Help needed: Source column header has line break within.

knimedt · July 11, 2022, 8:34am

Hi everyone!

I am having trouble with the syntax/expression in Rule-based Row Filter node. My source file (excel) column has a line break in it, therefore I am getting an syntax/expression error while refering to that column.

See screenshot line 6&7.

Thank you so much!

mlauber71 · July 11, 2022, 9:10am

@knimedt welcome to the KNIME forum. You could try and clean your column names before using them. You use a regex with ‘allowed’ chacaters (you might have to add special cases like “/” if you want to keep them in your case) and remove all others:

ArjenEX · July 11, 2022, 9:15am

Hi @knimedt

Welcome to the KNIME forum.

You can achieve this by using a Column Rename (Regex) node. Simple use [\n\r\t] and it will clean-up all your columns (keep Replace empty).

Before:

After:

aworker · July 11, 2022, 9:27am

Thanks @knimedt for posting this interesting question and welcome to the KNIME forum community.

Thanks @mlauber71 & @ArjenEX for your neat and complementary solutions !

@ArjenEX this is the first time I see a -Column Rename (Regex)- node where the “Replacement” field is left empty (instead of using $1 $2 …) and it works !

Is there any place where this option is documented ? Is this something inherent to regex or rather a -Column Rename (Regex)- node KNIME feature ?

Thanks in advance for your answer.

Best
Ael

ArjenEX · July 11, 2022, 9:37am

To my knowledge, this node has full Regex capability.

Practically speaking, I believe it’s basically doing regexReplace($Column Name$,"[^\\n\\r\\t ]","") as @mlauber71 also showed in his solution but without requiring any additional nodes.

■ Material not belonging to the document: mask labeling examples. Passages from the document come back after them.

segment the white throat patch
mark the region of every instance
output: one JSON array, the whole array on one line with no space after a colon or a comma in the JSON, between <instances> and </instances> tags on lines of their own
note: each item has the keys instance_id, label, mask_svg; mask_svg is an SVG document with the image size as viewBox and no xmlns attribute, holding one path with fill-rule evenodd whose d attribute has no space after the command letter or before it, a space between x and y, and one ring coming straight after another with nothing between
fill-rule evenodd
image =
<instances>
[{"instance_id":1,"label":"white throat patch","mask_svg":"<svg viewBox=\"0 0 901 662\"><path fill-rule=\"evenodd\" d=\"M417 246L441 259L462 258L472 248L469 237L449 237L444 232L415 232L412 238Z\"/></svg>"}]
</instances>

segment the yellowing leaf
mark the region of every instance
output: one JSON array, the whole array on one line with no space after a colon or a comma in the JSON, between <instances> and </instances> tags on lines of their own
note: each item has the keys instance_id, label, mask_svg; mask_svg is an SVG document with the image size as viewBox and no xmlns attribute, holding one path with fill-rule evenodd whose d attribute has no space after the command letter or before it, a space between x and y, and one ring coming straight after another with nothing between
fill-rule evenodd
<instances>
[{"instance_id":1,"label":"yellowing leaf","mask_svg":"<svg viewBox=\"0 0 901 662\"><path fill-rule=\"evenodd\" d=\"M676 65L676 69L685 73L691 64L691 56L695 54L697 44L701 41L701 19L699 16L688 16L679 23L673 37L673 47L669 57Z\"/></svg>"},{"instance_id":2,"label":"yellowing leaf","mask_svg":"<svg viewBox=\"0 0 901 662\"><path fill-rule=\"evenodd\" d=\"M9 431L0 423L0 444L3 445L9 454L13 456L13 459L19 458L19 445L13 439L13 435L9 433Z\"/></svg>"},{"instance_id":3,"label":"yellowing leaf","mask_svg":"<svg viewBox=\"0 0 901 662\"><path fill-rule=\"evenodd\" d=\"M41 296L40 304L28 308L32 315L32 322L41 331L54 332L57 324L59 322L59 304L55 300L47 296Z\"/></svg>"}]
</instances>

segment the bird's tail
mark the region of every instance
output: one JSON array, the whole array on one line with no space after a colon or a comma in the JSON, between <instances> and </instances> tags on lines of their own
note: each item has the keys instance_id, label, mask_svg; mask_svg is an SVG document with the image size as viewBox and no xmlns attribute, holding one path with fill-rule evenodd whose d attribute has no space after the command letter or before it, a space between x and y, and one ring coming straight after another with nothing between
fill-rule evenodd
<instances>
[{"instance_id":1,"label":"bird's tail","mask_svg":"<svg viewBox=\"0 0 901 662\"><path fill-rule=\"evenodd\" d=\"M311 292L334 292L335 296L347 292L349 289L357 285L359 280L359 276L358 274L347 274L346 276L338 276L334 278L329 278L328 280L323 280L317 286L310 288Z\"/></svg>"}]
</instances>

The way I have been using it is for this exact cleansing purpose or to added prefixes to equally named columns in different data streams so that I recognize the source more easily after doing joiner operations (using the $1 etc.)

aworker · July 11, 2022, 9:42am

Thanks @ArjenEX for the complementary information and great to know about this resemblance with regexReplace().

knimedt · July 11, 2022, 9:45am

Thanks everyone for the quick answers!
Works like a charm
Have a great day!

ArjenEX · July 11, 2022, 10:06am

Great it hear! Please mark it as solution so that other users can also benefit from this in the future

@aworker If you are really tired of your job you can always check the sourcecode of the node what is going on and reverse engineer the requirements a bit, assumingly you can navigate your way through Java.

github.com

knime/knime-base/blob/f82ed81e4e15b92324b238297ca1fcb4f7da05e2/org.knime.base/src/org/knime/base/node/preproc/columnrenameregex/ColumnRenameRegexConfiguration.java

/*
 * ------------------------------------------------------------------------
 *  Copyright by KNIME AG, Zurich, Switzerland
 *  Website: http://www.knime.com; Email: contact@knime.com
 *
 *  This program is free software; you can redistribute it and/or modify
 *  it under the terms of the GNU General Public License, Version 3, as
 *  published by the Free Software Foundation.
 *
 *  This program is distributed in the hope that it will be useful, but
 *  WITHOUT ANY WARRANTY; without even the implied warranty of
 *  MERCHANTABILITY or FITNESS FOR A PARTICULAR PURPOSE. See the
 *  GNU General Public License for more details.
 *
 *  You should have received a copy of the GNU General Public License
 *  along with this program; if not, see <http://www.gnu.org/licenses>.
 *
 *  Additional permission under GNU GPL version 3 section 7:
 *
 *  KNIME interoperates with ECLIPSE solely via ECLIPSE's plug-in APIs.

This file has been truncated. show original

Note: also approachable by the Find Source button at the bottom of the NodePit page and go to the correct .java file.

In this case, the only requirement I see for the replacement is that after processing the set string, the new column name cannot be empty. Next to the usual IndexOutOfBoundsException catch.

aworker · July 11, 2022, 10:17am

Hi @ArjenEX

Yes I’m aware of it and I do it time to time but didn’t for the -Column Rename (Regex)- node

Great to share this information with all the KNIME forum community

mlauber71 · July 11, 2022, 10:19am

@ArjenEX you solution is very elegant thank you for that I would like to point to one characteristic of my solution that might be interesting if you have to deal with very messy data (headers) often. It allows you to define which characters are allowed and would throw out all the rest. So @knimedt if your source would come up with other funny characters they would also get removed.

system · July 18, 2022, 10:19am

This topic was automatically closed 7 days after the last reply. New replies are no longer allowed.